Resolution
Domain Migration Administrator 7.x
symptom
Error: Failed to launch agent on <computer_name>, hr=80070005 Access is denied, when attempting to migrate computers or translate security on computers.
symptom
When running reports, the agent monitor on the DMA console states: install failed, access is denied.
symptom
The dispatch.log contains: E20285 you do not have administrative privileges on <computername>, the agent will not be installed.
cause
This is a common issue, and it is indicating that the account you have logged into the DMA console with is not an Administrator on the machine where you are trying to install the agent.
fix
DMA uses the credentials of the user account logged in to the DMA console to install the Agent on the machine, thus the logged on user should have administrative rights on the remote machine. This is not the same as the account specified during the wizard. Once the Agent is installed it runs under the security context of the local system account.
Please refer to NETIQKB2057 - During a computer migration, why do I have to provide an account?

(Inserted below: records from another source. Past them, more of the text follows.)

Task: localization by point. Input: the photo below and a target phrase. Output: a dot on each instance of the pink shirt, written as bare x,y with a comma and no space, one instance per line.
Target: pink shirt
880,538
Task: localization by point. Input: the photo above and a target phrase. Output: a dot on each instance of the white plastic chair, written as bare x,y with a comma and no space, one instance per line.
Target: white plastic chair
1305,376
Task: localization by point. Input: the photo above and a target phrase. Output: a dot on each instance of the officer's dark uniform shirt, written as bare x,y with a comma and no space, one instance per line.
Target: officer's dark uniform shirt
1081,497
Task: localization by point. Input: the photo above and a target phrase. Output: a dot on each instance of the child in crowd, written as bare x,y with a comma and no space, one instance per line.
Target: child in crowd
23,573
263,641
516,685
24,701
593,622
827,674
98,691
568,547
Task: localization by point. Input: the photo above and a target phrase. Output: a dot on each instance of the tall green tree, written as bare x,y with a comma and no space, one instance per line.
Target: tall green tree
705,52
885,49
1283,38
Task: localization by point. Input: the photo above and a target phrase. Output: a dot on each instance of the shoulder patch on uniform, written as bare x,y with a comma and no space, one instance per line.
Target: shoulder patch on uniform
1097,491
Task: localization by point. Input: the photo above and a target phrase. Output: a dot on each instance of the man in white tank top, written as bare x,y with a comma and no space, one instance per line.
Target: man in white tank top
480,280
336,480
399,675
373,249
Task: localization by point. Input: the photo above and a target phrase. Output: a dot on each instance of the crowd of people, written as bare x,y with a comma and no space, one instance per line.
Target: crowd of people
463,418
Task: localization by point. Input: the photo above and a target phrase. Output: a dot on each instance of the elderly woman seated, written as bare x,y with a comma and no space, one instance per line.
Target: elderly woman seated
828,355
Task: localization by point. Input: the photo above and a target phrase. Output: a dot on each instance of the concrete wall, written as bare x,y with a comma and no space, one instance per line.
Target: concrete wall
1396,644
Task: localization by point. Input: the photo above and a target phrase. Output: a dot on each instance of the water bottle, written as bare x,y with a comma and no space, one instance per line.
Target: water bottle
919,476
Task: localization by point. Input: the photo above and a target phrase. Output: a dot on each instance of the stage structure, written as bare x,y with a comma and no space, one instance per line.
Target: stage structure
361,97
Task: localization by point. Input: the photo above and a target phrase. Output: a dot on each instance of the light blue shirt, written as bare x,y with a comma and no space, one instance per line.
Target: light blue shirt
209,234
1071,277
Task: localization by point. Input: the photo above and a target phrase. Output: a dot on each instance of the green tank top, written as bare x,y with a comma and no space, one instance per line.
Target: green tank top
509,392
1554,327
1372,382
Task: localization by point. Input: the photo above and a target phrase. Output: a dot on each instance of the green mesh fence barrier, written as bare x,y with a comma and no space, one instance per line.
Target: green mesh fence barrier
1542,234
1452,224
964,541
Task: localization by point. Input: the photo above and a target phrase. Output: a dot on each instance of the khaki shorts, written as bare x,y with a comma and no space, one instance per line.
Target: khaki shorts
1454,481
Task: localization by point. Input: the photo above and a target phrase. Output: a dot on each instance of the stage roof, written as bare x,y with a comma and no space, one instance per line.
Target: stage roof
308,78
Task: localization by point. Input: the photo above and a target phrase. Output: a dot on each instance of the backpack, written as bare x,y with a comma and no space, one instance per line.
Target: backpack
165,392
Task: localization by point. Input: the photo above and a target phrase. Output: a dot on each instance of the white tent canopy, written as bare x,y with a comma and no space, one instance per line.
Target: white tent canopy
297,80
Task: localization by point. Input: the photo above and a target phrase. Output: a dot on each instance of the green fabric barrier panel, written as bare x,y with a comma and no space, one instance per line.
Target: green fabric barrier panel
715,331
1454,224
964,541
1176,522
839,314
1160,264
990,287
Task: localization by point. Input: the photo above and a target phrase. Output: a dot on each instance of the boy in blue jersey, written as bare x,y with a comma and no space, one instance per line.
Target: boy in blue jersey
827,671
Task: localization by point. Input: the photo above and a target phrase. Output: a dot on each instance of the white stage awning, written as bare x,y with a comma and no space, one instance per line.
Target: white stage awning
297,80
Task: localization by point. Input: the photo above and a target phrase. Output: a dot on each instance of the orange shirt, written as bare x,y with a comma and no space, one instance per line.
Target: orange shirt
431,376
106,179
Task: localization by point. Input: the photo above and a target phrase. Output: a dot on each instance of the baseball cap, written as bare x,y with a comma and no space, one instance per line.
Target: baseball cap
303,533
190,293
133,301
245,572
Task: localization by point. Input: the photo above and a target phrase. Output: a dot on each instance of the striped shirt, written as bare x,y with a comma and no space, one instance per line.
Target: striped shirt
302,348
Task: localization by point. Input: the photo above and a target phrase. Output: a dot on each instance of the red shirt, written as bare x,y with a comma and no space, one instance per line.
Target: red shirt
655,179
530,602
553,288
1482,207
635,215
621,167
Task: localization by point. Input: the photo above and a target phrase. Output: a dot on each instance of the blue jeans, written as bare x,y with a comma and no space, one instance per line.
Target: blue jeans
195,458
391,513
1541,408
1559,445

We recommend using a two account system as explained under the heading 'Multiple migration Accounts' in Chapter 2 of the DMA User Guide. This procedure is summarized as follows:
We recommend that you migrate users and groups using an account that is a member of the Domain Admins global group in the target domain, and a member of local Administrators group in the source domain.
When migrating computers, or translating security on computers that are in the source domain, or running reports on computers that are in the source domain, we recommend that you use an account that is a member of Domain Admins in the source domain. By default, this account is a member of the administrators local group on each computer in the source domain.
Please refer to NETIQKB1434 - What is the best practice in terms of logon account permissions necessary to successfully migrate computers?
Also, this same user account should be added to the 'Built-in Administrators Domain Local Group' on the target Domain Controller. This is done by:
- Open 'Active Directory Users and Computers' and locate the Builtin container.
- Open the 'Administrators' group.
- Click the Members tab and click Add to add the user account from the source domain. If you are not running DMA on a domain controller, this source account should also be a member of the local Administrators group on the DMA console machine.
If you are having difficulty establishing these permissions, verify that the trusts between the source and target domain are in effect.
note
For more information regarding permissions requirements, please refer to Appendix B "Detailed Permission Requirements" in the DMA 7.1 User Guide or NETIQKB3035"What are the minimum permission requirements for Domain Migration Administrator and Server Consolidator operations?"